Nasa to crash $330m spacecraft into asteroid to see if impact can alter course
Space agency to cause collision with Dimorphos to test if it can avert sci-fi fears of catastrophic impact with Earth
In a few weeks, Nasa controllers will deliberately crash their $330m Dart robot spacecraft into an asteroid. The half-tonne probe will be travelling at more than four miles a second when it strikes its target, Dimorphos, and will be destroyed.
The aim of this kamikaze science mission is straightforward: space engineers want to learn how to deflect asteroids in case one is ever discovered on a collision course with Earth. Observations of Dart’s impact on Dimorphos’s orbit will provide crucial data about how well spacecraft can protect Earth from asteroid armageddon, they say.
“We know asteroids have hit us in the past,” said Professor Alan Fitzsimmons, an astronomer at Queen’s University Belfast. “These impacts are a natural process and they are going to happen in the future. We would like to stop the worst of them.

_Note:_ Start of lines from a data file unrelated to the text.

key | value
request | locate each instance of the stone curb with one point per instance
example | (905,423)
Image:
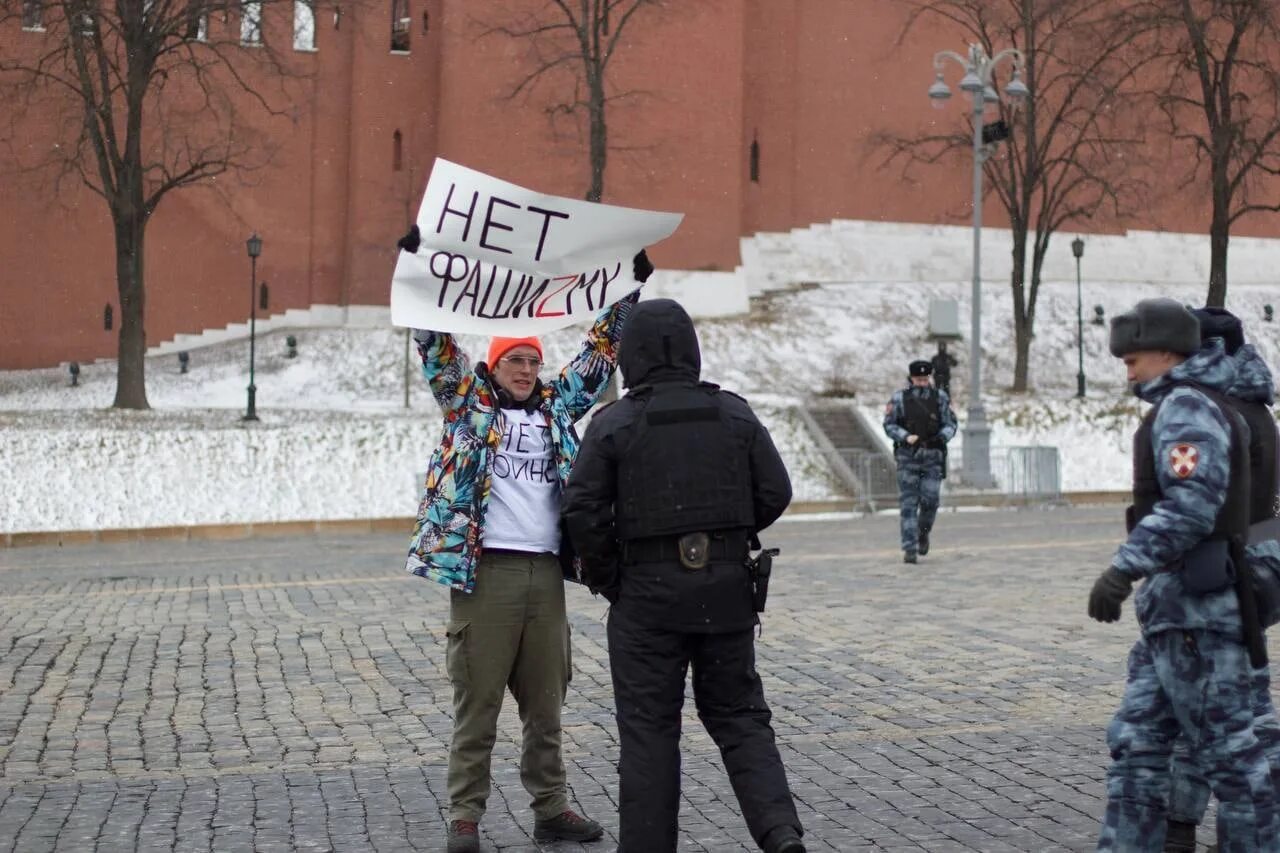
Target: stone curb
(213,532)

“The problem is that we have never tested the technology which will be needed to do that. That is the purpose of Dart,” said Fitzsimmons, a member of the science team for the Double Asteroid Redirection Test (Dart) mission. Launched last November, the probe is scheduled to strike its target in the early hours of 27 September, BST. By carefully studying the asteroid’s path after the collision, scientists believe they will better understand how similar collisions could be used to deflect Earth-bound asteroids and comets.
“Dart’s target has been carefully chosen,” said Jay Tate, director of the National Near Earth Objects Information Centre in Knighton, Powys. “Dimorphos actually orbits another, bigger asteroid called Didymos, and the extent of the deflection caused by the crash will be easier to detect as astronomers have been carefully observing its path around the bigger asteroid.”
Impacts by asteroids and comets have had big effects on life on Earth in the past. The best known collision occurred 66 million years ago when a 10 km wide asteroid struck Chicxulub in the Yucatán Peninsula in Mexico. The collision created a blast that had the energy of several billion atomic bombs and led to the destruction of 75% of all plant and animals species, including all land-based dinosaurs.
Since then, films such as Don’t Look Up, Armageddon and Deep Impact have depicted similar devastation being triggered by asteroid or comet crashes in modern times. However, astronomers believe it is unlikely we will experience such catastrophic impacts in real life in the near future.
“We know where the big asteroids are because we can see them with our current generation of telescopes, and we know none of the detected asteroids are coming anywhere near our planet for the next couple of hundred years or so. So we can rest easy in our beds about those ones,” added Fitzsimmons.
“However, many smaller ones have yet to be detected, and they are still big enough to destroy entire cities and devastate large areas. We are mapping these smaller objects with increasing accuracy but we will have to be prepared to act if we find one that is on course for Earth. Dart is the first step in ensuring we havethe right technology to deal with the threat.”
It is a point backed by Nasa’s planetary defence officer, Lindley Johnson, who stressed the importance of developing asteroid deflection technology as soon as possible. “We don’t want to be in a situation where an asteroid is headed toward Earth and then have to be testing this kind of capability.”
An example of the danger posed by small asteroids and comets is provided by the rocky object that penetrated Earth’s atmosphere near the Russian city of Chelyabinsk on 15 February 2013. Thought to have been 20 metres in diameter, it exploded in the atmosphere, triggering a 400 kiloton blast that injured more than 1,500 people.
“Had that object entered the atmosphere a mere 20km further north than it did, it would have done much greater damage to the city,” said Tate. “We have been very lucky not to have taken substantial casualties from these things within living memory. We have to be aware that they will happen one day, and be ready to do something about them.”
Dart’s target, Dimorphos, is 160 metres in diameter and orbits its parent asteroid every 12 hours. Ten days before impact, the spacecraft will release a purse-sized Italian-built probe, called LiciaCube, which is fitted with two cameras that have been given the Star Wars-inspired names of Luke and Leia. Images of Dart’s asteroid impact will be recorded by Luke and Leia and beamed back to ground controllers.
Earth-based telescopes will then study the asteroid and pinpoint how its orbit has been changed. “That way, we will get an idea how easy it is going to be to deflect incoming asteroids or comets,” said Tate.
In addition, the European Space Agency is set to send a robot spacecraft, Hera, in 2024 to Dimorphos to study the crater left by Dart and analyse its collision with the asteroid.
“Hitting Dimorphos is not going to be easy,” said Fitzsimmons. “It is only 160 metres in diameter and the spacecraft will be travelling at four miles a second. Hitting the asteroid dead centre – where the crash will have most effect – will push Dart’s autonomous navigation devices to their limit.
“Nasa engineers and scientists have done a tremendous job and are confident this should absolutely work. But you never really know until you have done it,” Fitzsimmons said.